There are three parts to the answer
To get each character you can iterate through the String using the charAt()
or toCharArray()
methods.
for( char c : s.toCharArray() )
The value of the char is the Unicode value.
The Cyrillic Unicode characters are any character in the following ranges:
Cyrillic: U+0400–U+04FF ( 1024 - 1279)
Cyrillic Supplement: U+0500–U+052F ( 1280 - 1327)
Cyrillic Extended-A: U+2DE0–U+2DFF (11744 - 11775)
Cyrillic Extended-B: U+A640–U+A69F (42560 - 42655)

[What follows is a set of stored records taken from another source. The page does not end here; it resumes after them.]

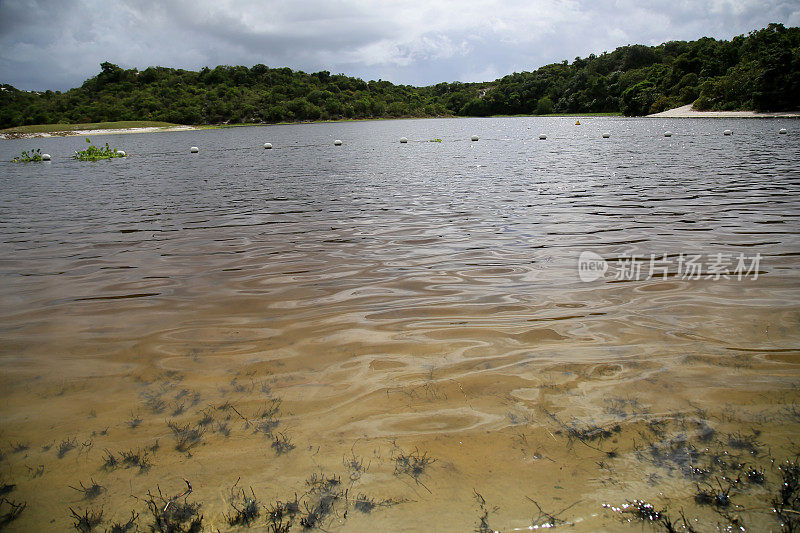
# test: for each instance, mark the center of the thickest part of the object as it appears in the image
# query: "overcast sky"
(57, 44)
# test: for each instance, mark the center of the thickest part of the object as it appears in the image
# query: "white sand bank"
(687, 112)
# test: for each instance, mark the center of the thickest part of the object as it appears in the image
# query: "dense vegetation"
(758, 71)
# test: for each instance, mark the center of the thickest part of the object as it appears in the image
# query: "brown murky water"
(396, 334)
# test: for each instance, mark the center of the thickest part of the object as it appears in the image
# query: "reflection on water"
(406, 319)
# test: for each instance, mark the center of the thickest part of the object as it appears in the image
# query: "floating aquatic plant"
(93, 153)
(29, 157)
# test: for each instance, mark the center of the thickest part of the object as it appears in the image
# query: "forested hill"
(758, 71)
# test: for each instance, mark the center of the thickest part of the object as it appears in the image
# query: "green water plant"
(93, 153)
(29, 157)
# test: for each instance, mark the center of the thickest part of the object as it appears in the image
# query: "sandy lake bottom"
(396, 337)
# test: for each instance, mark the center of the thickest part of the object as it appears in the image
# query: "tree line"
(757, 71)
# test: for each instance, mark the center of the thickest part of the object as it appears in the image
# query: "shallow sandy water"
(402, 305)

If it is in this range it is Cyrillic. Just perform an if check. If it is in the range use Integer.toHexString()
and prepend the "\\u"
. Put together it should look something like this:
final int[][] ranges = new int[][]{
{ 1024, 1279 },
{ 1280, 1327 },
{ 11744, 11775 },
{ 42560, 42655 },
};
StringBuilder b = new StringBuilder();
for( char c : s.toCharArray() ){
int[] insideRange = null;
for( int[] range : ranges ){
if( range[0] <= c && c <= range[1] ){
insideRange = range;
break;
}
}
if( insideRange != null ){
b.append( "\\u" ).append( Integer.toHexString(c) );
}else{
b.append( c );
}
}
return b.toString();
Edit: probably should make the check c < 128
and reverse the if
and the else
bodies; you probably should escape everything that isn't ASCII. I was probably too literal in my reading of your question.